このような食べ物が無い飢餓よりも、心が満たされずお腹が空くことの方がとても現実味がありました


私は共働き家庭で育ちました。父親は単身赴任をしていて週末しか帰宅しませんでしたし、母親は小学校の教師だったので忙しかった。いわゆる鍵っ子で小学校が終わると自宅に帰り好きなように過ごしていました。友達の家に行くとお母さんがいるのが不思議でした。そのうち我が家が珍しいということを理解します。昭和の終わりには専業主婦がほとんどでした。

寂しいかどうかを当時は考えたことはありませんでしたがいつもお腹が空いていました。成長が早かったのもあるでしょうが、孤独がお腹を空かせることは納得できました。

 

今、親になり将来娘たちがどのように育つか考えるようになります。本人が良くても周囲が巻き込めば暗い道に簡単に進めます。我が家だけでなく周囲の環境まで考慮しないといけません。それは私が家庭が複雑で色々あった地元の同級生を見てきた体験から。

 

寂しいから表面的に手を差し伸べてくれる場所に行ってしまう。その場所が明るく正しいところなら構いませんが、暗く悪いところでは困ります。例え家庭が裕福でお金に困っていなくても、心が飢えてしまうと寂しさを紛らわせてくれる人や場所を求めます。新宿区はとことこん危険な場所が近くにあるからこそ、私はこのことを警戒しています。

 

こども食堂は食事の場を作り、お腹を満たすだけでなく心も満たせる場所になるではないかと考えています。湯浅誠氏によればこども食堂は<共生食堂>と<ケア付き食堂>に大まかに分けられるそう。

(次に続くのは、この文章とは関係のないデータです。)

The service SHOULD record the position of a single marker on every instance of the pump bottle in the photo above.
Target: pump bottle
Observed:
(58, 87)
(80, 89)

共生食堂は貧困家庭の子たちだけを相手にするわけではなく、そうでない子たちも、また大人たちにも来てほしい。多くの人たちがごっちゃに交わる交流拠点のイメージ。みんなでわいわいやりながら、食卓を囲み思い思いに過ごす寄り合い所のイメージであるとのこと。
ケア付き食堂は子どもの食事面・栄養面での相対的落ち込みを挽回するために開かれ、一緒に食卓を囲むことを通じてつくられた信頼関係を基礎に、家族・学校・進路のことといった子どもの生活課題への対応を目指すもの。

 

もともと共生食堂のイメージで始まったのが「子どもの貧困問題」と結びつきケア付き食堂のスタイルも現れ、同じ「こども食堂」の名称で混在しているのが実情のようであるといいます。

 

どちらの側面も混ざっているのが今のこども食堂のようですが、とにかく子ども達の居場所になれば良いと思うのです。


本当にお金が無ければ売春や犯罪で手軽に大金を得ようとしてしまいます。そしてそれができる環境がそばにあります。こども食堂で食費を浮かすことで、他にお金を回せるのならば良いこと。
家庭が裕福でも孤独ならば、(例えその家庭のお金目当てだとしても)仲良くしてくれる所に居場所を求める。心の飢えを紛らわせるためにお腹が空くのならば、楽しい食事ができれば心が満たせられるかもしれません。

 

「新宿こども食堂」は子どもだけでなく、その親(家庭)までも視野に入れています。
食事は生きていくうえで絶対に必要なこと。そして誰とどのように食事するかは大きな影響を人に与えます。
私が結婚して子どもが生まれて本当に良かったなと感じるのは家族で食事をしているときです。それは家でインスタント品を食べているときでもそうなのです。
新宿区で何か問題がある子ども及び家庭に食事を提供する場があることは、大きく足を踏み外さないための防止策になると考えているのです。